1. The present study focused on a very interesting word problem about the effect of global warming on human health. Although global warming is expected to continue increasing and the understanding of the pathogenesis of heatstroke and as a consequence the developing of effective therapeutic strategies is an important challenge. In their transgenic animal model, Aquaporin 1 (AQP1), key protein for water homeostasis, was chosen to be the target for the exacerbation of hepatic damage after experimental heatstroke. In general, the manuscript is well written, and the experimental result supports the conclusion of the study. The article can be accepted in this journal and the author is invited to answer/explain the first comments round.

Thank you very much for your worm and positive comments.

 

2. -Line 108: The confirmation of the dTG mice by the gene expression of Aqp1 in the brain because brain ECs generally do not express Aqp1 is not sufficient dueto endothelial cells expressing very low levels of AQP1 based in different study. The author should explain more this point and can introduce more references.

Thank you very much for your comments.

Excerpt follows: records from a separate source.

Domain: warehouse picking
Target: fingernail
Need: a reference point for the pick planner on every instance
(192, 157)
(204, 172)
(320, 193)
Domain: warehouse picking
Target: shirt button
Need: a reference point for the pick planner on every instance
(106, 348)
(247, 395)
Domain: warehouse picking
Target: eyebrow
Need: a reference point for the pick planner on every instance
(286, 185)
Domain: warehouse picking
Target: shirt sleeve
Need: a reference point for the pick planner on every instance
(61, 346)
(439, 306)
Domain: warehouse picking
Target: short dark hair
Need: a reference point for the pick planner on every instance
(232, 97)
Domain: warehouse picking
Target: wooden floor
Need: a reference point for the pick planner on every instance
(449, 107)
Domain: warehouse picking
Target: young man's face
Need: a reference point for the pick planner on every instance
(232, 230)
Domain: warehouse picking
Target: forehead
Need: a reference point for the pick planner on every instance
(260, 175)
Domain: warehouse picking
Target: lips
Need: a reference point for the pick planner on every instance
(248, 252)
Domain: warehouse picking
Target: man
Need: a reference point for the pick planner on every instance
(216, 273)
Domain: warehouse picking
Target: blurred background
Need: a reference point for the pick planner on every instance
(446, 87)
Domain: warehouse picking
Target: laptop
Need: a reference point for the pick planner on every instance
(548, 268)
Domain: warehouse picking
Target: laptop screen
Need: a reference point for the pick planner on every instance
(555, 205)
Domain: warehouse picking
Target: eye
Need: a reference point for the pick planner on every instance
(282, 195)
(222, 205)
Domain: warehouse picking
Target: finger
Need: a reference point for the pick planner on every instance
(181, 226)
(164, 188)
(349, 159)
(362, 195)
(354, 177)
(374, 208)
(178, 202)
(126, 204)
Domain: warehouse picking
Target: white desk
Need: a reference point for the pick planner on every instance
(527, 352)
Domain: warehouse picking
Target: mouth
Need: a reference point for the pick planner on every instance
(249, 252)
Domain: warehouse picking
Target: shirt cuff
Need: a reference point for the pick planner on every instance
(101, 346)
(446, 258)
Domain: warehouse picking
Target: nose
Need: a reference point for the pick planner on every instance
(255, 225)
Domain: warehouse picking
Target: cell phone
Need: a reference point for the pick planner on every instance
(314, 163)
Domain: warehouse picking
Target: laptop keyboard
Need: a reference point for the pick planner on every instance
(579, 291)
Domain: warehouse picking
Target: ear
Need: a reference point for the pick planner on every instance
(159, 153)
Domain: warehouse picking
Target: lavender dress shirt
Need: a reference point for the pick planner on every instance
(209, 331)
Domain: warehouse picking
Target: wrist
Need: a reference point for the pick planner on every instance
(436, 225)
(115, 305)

Most of review articles we checked described not to express AQP1 in brain endothelial cells of capillaries. But as you mentioned, there is a report that primary brain capillary endothelial cells of rat express low level of AQP1 (J Neurochem 2005). We added the reports and changed the description in these parts.

 

3. -Line 179: Insert reference about the use of 3h of dehydration period.

Thank you very much. We have missed to refer our study and inserted the references.

 

4. -Line 185: what is the necessity of anesthesia with an overdose of sodium pentobarbital?

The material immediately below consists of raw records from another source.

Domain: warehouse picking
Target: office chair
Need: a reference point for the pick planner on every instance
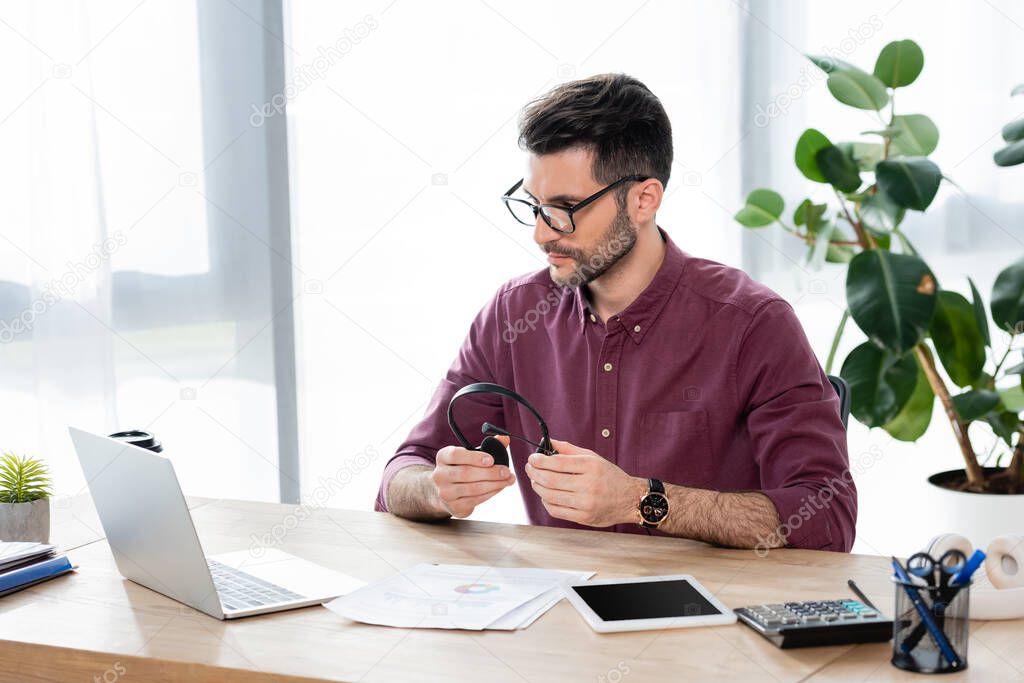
(843, 389)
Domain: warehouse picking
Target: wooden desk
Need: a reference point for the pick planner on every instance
(94, 626)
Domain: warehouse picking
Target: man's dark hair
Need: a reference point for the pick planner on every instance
(613, 115)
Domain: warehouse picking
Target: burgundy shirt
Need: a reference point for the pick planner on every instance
(706, 380)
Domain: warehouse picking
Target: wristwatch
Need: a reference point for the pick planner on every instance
(653, 507)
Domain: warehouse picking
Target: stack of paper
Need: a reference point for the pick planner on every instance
(24, 564)
(458, 596)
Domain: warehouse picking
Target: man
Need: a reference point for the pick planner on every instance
(684, 395)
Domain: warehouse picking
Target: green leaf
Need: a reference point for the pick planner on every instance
(957, 339)
(810, 142)
(885, 132)
(975, 403)
(23, 479)
(880, 214)
(809, 214)
(763, 208)
(919, 136)
(864, 155)
(911, 182)
(828, 65)
(912, 420)
(1012, 155)
(839, 170)
(1014, 130)
(979, 313)
(899, 63)
(1013, 398)
(857, 89)
(881, 383)
(1008, 297)
(891, 297)
(839, 253)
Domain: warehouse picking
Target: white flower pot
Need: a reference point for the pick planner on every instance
(981, 518)
(26, 521)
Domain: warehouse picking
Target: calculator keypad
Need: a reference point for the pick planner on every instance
(816, 623)
(815, 612)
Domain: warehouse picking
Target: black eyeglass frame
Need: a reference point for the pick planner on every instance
(583, 204)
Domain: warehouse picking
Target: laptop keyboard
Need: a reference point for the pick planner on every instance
(239, 590)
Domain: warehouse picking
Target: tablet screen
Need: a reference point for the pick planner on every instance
(651, 599)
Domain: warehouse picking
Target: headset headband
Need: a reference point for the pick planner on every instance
(487, 387)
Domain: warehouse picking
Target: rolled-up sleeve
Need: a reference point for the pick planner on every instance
(799, 438)
(477, 360)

Now a days, to terminate animals, overdose anesthesia, approximately twice of suitable doses is recommended in the point of view for animal care.

 

5. Line 262: correct the sentence "and in" in place of "andin"

Thank you. we did it.

 

6. The morphological alterations of hepatic tissue in the wild-type and Tie2-Cre/LNL-AQP1 dTG mice is well explained in the present study. Although, the author doesn’t pay any attention to the other tissues (kidney for example). This can improve the manuscript even without any damage. If there are additional result (hematoxylin-eosin staining) for other tissues, it will be very interesting.

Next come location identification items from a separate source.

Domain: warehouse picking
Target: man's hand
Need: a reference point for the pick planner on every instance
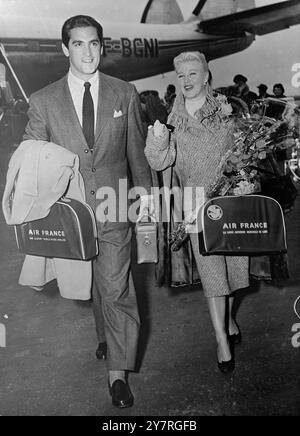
(159, 129)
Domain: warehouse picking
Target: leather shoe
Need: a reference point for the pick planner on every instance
(101, 352)
(121, 394)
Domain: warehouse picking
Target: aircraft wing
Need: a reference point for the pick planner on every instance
(258, 21)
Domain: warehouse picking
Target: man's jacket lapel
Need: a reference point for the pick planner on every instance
(107, 104)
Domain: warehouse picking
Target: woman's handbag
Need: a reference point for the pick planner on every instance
(146, 239)
(178, 237)
(242, 226)
(69, 232)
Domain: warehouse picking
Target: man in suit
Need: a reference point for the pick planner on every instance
(98, 117)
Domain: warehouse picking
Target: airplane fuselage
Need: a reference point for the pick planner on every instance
(131, 50)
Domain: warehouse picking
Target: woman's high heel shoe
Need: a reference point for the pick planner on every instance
(227, 366)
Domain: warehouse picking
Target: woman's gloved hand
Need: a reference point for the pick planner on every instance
(159, 129)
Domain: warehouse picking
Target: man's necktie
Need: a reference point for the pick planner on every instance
(88, 119)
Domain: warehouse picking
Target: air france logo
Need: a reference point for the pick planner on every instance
(214, 212)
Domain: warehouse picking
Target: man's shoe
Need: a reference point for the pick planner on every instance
(101, 352)
(121, 394)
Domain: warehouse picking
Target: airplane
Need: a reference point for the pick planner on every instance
(30, 44)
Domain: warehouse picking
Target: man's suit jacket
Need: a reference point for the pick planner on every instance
(119, 141)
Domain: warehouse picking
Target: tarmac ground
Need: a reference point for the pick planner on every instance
(49, 368)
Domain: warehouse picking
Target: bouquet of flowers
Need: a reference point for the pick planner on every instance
(255, 138)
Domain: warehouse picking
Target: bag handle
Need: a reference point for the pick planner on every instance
(142, 220)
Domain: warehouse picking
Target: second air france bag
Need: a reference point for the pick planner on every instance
(242, 225)
(68, 231)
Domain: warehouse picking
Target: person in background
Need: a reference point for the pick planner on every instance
(278, 91)
(241, 90)
(98, 117)
(201, 137)
(262, 91)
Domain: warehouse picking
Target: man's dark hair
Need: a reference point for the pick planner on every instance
(280, 86)
(80, 21)
(240, 78)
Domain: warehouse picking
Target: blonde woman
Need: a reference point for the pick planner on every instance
(203, 132)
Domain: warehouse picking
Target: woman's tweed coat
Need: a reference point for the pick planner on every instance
(195, 150)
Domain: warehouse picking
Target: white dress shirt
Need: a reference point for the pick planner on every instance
(77, 89)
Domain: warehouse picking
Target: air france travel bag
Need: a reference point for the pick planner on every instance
(69, 232)
(146, 240)
(242, 225)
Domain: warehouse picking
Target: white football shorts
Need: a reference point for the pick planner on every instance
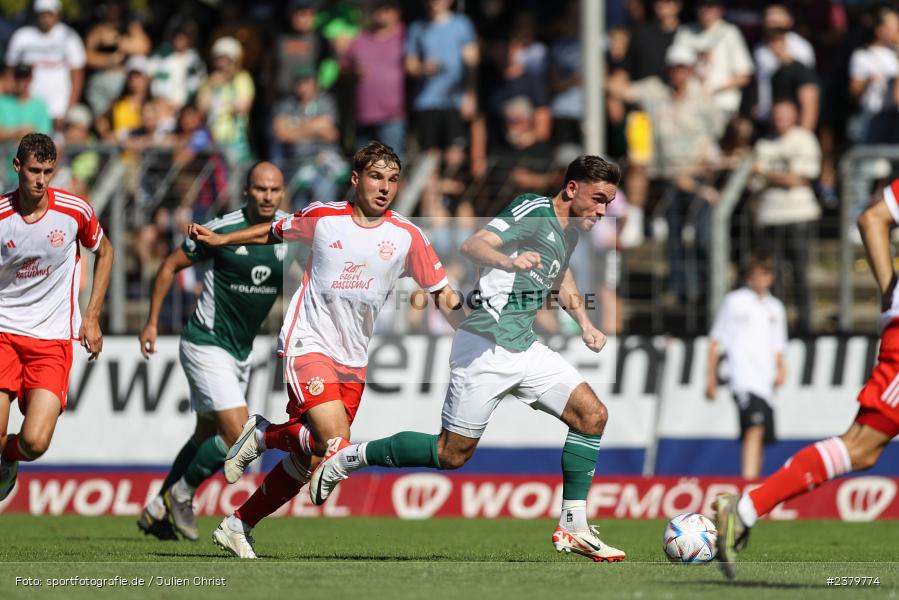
(482, 374)
(217, 380)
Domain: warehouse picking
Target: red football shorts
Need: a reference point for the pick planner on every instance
(313, 379)
(27, 363)
(879, 398)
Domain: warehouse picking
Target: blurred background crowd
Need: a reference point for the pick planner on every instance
(159, 108)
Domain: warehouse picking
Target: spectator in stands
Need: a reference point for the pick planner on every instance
(233, 23)
(650, 41)
(751, 328)
(375, 61)
(19, 114)
(566, 78)
(794, 81)
(301, 47)
(872, 74)
(442, 55)
(306, 123)
(79, 163)
(777, 17)
(787, 166)
(226, 97)
(126, 113)
(517, 82)
(176, 69)
(686, 124)
(108, 44)
(56, 54)
(725, 66)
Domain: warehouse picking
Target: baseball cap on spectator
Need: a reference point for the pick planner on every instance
(47, 6)
(79, 115)
(22, 70)
(138, 64)
(228, 47)
(679, 55)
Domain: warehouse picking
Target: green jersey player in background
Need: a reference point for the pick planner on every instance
(523, 255)
(238, 292)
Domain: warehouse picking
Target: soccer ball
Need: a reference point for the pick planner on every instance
(690, 538)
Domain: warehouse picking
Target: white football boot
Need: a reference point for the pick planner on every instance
(245, 450)
(586, 543)
(233, 535)
(328, 473)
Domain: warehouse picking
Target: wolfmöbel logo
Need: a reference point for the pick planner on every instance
(865, 498)
(426, 495)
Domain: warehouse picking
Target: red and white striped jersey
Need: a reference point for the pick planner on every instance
(350, 274)
(39, 266)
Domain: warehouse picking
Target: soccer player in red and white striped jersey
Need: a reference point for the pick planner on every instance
(876, 423)
(41, 231)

Thank you for your comments. In present study, we could not see any serum biochemical changes which indicate renal damage such as Cre and BUN. Therefore, we did not focus on the morphological comparison among them. However, in case of severe damages in kidney, the animals were exhibited abnormality mainly in proximal tubules. The tubules showed swelling and degeneration of tubular epithelial cells and urinary casts. Please see out previous reports (Miyamoto 2021).

 

Author Response File: Author Response.docx

Round 2

Reviewer 1 Report

Comments and Suggestions for Authors

After the corrections, I am satisfied.